ÖĞRETİM GÖREVLİLERİ BUGÜN İFADE VERDİ
Kocaeli Üniversitesi'nde görevli söz konusu öğretim görevlileri, idari soruşturma kapsamında bugün ifade verdi. Eğitim-Sen, Sağlık ve Sosyal Hizmet Emekçileri Sendikasıve Kamu Emekçileri Sendikaları Konfederasyonu üyeleri ile idari soruşturma geçiren bazı akademisyenler, farklı kentlerden gelen akademisyenler, Kocaeli Üniversitesi Rektörlük binası önünde açıklama yaptı.
"KORKUTMAK, SİNDİRMEK İÇİN SORUŞTURMA BAŞLATILIYOR"
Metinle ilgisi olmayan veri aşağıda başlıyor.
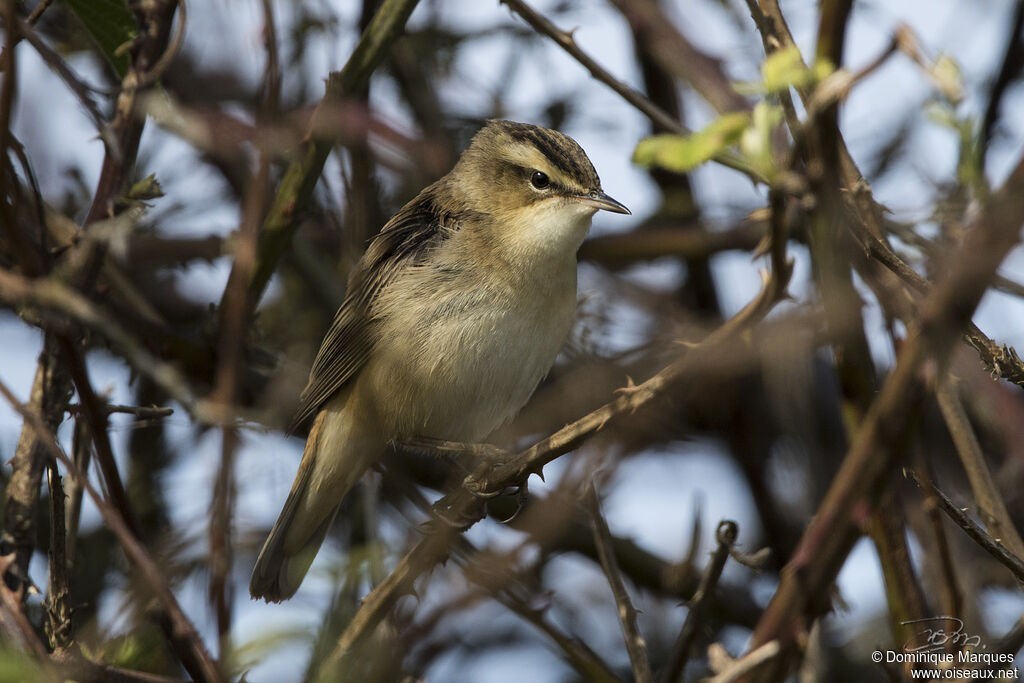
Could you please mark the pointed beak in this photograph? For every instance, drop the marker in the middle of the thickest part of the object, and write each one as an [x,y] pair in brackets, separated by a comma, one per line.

Eğitim-Sen Kocaeli Şube Başkanı Suca Omurca, idari soruşturmaya tepki gösterdi.Omurca, şunları kaydetti: "Ülkemizde akademisyenler, bilim adamları, pozitif düşünen kim varsa üniversitelerimizde bir imza kampanyası düzenledi. İmza kampanyasında, ülkemizde akan kana ve gözyaşına son verilmesi gerektiğini bu ülkenin yöneticilerine bildiri şeklinde duyurmak istediler. Ancak ne var ki ülkemizi yönetenler başta kaçak sarayda oturanlar olmak üzere bütün yetkililer ülkemizde barış isteyen, demokrasi isteyen, insan hakları isteyen, hukukun geçerli olmasını isteyen akademisyenlerimizi hedef gösterdiler. 15 Ocak sabahı akademisyenlerimiz, barış çığlığını yükselten akademisyenlerimiz evlerinden apar topar insanlık dışı bir şekilde polis tarafından gözaltına alındılar, mahkemelerde sorgulandılar. Bugün itibariyle de yine kaçak sarayın apoletli rektörleri, üniversite yöneticileri, ülkemizde bilim adamlarının özgür bir şekilde yapacağı çalışmalara destek vermeleri gerekirken, tam aksine aldıkları emir gereği yine akademisyenlerimizi korkutmak, sindirmek amaçlı soruşturmalar yapıyorlar. Bizler Eğitim-Sen, SES, KESK'e bağlı sendikalar olarak akademisyenlerimizin, bilim adamlarının, özgürlüğün, bilimin her zaman yanında olduk. Yanında olmaya devam edeceğiz. Bugün itibariyle de bu soruşturmaları kınamak, kamuoyuna sesimizi duyurmak bu hukuksuzluğun bir an önce son vermesi amacıyla burada toplanmış bulunmaktayız."
Eğitim-Sen Basın Yayın Sekreteri Hanım Koçyiğit ise yaşananları utanç verici olarak yorumladı. Koçyiğit, şunları ifade etti: "Bu ülkenin akademisyenleri sadece barış talebinde bulundukları için, sadece çocuklar ölmesin, hiç kimse ölmesin dedikleri için hedef gösterildiler. Günlerce sosyal medyada linç kampanyasına maruz kaldılar. Bu bir utançtır. Bilim insanlarının, bu ülkenin bilim adamlarının, akademisyenlerinin bu şekilde hedef gösterilmeleri ve cezalandırılmaları bizim için utançtır."
Açıklamanın ardından katılımcılar sessizce dağıldı.